Optimizing Dynamic Flexible Job Shop Scheduling Using an Evolutionary Multitask Optimization Framework and Genetic Programming
研究了动态柔性作业车间调度问题,引入多群体进化多任务优化框架和遗传编程超启发式,优化最大完工时间和总延迟两个目标,在动态制造环境中提升了调度效率和适应性。
Driven by the evolution of smart and sustainable manufacturing paradigms under Industry 5.0, which emphasize adaptability, connectivity, and data-driven decision-making, the dynamic flexible job shop scheduling problem (DFJSSP) has emerged as a critical area of research. The DFJSSP involves scheduling jobs in a highly dynamic and uncertain manufacturing environment where new tasks are continually introduced, further complicating the scheduling process. In this study, the DFJSSP is extended to incorporate single crane transportation and sequence-dependent setup times, reflecting real-world manufacturing constraints. To tackle this multifaceted problem, we introduce a novel approach, i.e., a multipopulation-based evolutionary multitask optimization (EMTO) framework. In addition, the genetic programming algorithm is employed as a generative hyperheuristic to deal with the dynamic uncertainties in the shop floor.
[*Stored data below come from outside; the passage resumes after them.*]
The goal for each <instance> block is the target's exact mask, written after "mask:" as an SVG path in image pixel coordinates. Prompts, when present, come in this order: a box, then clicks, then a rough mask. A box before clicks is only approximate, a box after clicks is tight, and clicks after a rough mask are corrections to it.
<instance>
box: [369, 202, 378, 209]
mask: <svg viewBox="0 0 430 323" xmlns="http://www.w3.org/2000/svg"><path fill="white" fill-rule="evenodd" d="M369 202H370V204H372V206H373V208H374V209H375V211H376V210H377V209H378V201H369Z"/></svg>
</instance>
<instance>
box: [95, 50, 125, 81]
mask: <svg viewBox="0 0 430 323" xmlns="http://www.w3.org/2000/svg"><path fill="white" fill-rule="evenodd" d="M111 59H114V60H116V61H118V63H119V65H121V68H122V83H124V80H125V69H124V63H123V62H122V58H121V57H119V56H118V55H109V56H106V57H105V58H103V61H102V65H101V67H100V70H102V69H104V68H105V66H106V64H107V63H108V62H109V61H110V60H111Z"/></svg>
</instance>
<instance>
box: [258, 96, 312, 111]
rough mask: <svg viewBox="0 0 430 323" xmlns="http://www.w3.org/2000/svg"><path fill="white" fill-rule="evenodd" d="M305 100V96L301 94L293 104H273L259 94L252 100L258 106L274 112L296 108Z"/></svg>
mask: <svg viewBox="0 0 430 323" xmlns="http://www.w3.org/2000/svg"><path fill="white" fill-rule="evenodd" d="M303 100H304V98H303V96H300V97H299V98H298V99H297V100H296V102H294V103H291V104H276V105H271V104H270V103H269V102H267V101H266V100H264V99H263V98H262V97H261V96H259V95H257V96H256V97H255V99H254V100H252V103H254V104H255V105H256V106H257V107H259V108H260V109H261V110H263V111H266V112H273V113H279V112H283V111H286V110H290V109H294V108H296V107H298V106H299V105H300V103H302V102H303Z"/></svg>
Two components are collaborated to optimize two objectives, i.e., minimizing the maximum completion time and the total tardiness. Furthermore, a dynamic transfer ratio is proposed, allowing the proportion of knowledge transfer to adapt throughout the iteration process, balancing convergence speed with population diversity. The results demonstrate that both the EMTO framework and the dynamic transfer ratio significantly enhance the performance of the algorithm. Compared to well-known constructive heuristics and reinforcement learning algorithm, the proposed approach enables parallel resolution of multiple optimization objectives, leading to enhanced scheduling efficiency and adaptability in dynamic manufacturing environments.